While starting a blog with the word “physics” in the title may seem like instant blog suicide, I’m going to chance it for now. It only seems fitting, in my first post, to give a brief history as to why I chose to study physics.
I fell in love with physics in the eleventh grade. My teacher, Mrs. Emmetts, was in her mid-fifties. She had red hair and a wry smile. On the first day of class, written on the board in large cursive letters, was the phrase that succinctly described her attitude towards physics, and that which she intended to give to her students:
I learned from Mrs. Emmetts that most physics teachers are at least partially insane. I wondered about the cause and effect — whether the insanity comes from studying the king of sciences or whether one must be nutso in the first place to even think about staring down the reasons behind the universe’s creation. I didn’t know much about physics other than that it was an especially difficult science that was heavily math-oriented.

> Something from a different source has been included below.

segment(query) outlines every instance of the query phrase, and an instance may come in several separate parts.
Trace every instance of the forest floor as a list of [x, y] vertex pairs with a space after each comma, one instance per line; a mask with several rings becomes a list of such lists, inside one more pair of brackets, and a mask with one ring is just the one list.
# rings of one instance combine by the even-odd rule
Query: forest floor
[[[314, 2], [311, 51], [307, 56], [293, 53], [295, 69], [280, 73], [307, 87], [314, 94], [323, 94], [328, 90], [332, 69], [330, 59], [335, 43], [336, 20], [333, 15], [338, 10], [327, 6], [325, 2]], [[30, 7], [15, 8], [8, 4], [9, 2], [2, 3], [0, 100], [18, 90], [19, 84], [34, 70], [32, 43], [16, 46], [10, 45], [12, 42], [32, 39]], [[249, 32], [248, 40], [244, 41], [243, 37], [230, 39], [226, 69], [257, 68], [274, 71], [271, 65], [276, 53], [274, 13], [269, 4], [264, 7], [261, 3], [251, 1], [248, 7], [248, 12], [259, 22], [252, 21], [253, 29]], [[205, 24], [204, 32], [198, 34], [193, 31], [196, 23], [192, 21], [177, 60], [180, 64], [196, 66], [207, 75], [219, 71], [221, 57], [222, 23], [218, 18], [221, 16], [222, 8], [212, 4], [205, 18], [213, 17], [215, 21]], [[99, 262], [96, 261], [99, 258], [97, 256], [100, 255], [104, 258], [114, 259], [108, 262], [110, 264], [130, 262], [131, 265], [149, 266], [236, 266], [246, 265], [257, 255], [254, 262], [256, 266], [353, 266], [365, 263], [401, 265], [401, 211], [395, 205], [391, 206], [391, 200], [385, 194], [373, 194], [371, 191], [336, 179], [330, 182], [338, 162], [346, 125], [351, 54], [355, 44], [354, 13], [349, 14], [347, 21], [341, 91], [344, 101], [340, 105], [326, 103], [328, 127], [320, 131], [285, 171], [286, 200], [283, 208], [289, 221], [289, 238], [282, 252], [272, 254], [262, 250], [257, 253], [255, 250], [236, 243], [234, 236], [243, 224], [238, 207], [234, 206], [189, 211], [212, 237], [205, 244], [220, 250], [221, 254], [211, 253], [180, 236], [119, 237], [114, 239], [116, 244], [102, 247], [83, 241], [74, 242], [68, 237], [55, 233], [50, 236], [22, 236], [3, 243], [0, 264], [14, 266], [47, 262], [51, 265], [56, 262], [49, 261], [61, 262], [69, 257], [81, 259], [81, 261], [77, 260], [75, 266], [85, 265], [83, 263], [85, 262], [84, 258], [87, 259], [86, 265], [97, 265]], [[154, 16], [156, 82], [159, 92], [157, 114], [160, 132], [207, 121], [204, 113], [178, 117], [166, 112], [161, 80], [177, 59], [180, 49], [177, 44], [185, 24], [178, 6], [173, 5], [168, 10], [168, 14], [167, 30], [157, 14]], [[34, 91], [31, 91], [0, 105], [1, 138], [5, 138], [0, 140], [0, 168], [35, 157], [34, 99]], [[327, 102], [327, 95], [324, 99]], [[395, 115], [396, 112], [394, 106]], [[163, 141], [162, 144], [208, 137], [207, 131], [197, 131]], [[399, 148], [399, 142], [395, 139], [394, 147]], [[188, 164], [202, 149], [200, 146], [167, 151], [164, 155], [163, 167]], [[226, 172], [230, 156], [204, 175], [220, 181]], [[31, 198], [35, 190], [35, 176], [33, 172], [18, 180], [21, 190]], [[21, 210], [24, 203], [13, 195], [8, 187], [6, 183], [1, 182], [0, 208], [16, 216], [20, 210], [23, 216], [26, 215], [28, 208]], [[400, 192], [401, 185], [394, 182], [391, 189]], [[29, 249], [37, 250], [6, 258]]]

How, then, could physics be PHUN?
Physics was going to be hard. Maybe physics was phun in the same way that getting punched in the arm sixty-seven times in a row gets to be phun (that is, you’re in such misery that you just have to start laughing about it).
To this day, because of Mrs. Emmetts, “Physics is phun” is the slogan I use with my students to get them to think about the joy of studying physics. This is not the same kind of joy one gets when their favorite NFL team wins the Super Bowl. This is the joy that one gets completing a difficult crossword puzzle or sudoku, completing a craft or handiwork, or learning a new skill.
The joy of studying physics is a sense of accomplishment. Being able to discover even the smallest insight into the universe’s inner workings feels as if Mother Nature is entrusting you with one of her most closely-guarded secrets. I became a physics teacher because I wanted to help students find these insights on their own.
Through this blog, I intend to share with you my love of physics and my personal calling to help physics students in their studies. My goal is to write articles for physics teachers, physics students, and anyone else who thinks they might be interested in the subject. I don’t intend on writing this blog above a high school level; in fact, you shouldn’t feel as if you even need to have taken a physics course in order to participate. Future articles will include insights for physics students, test-taking hints, practice problems for test-taking, problems of interest, commentary on news in physics and mathematics, and random bits of interest. Join me — let’s discover nature’s secrets together.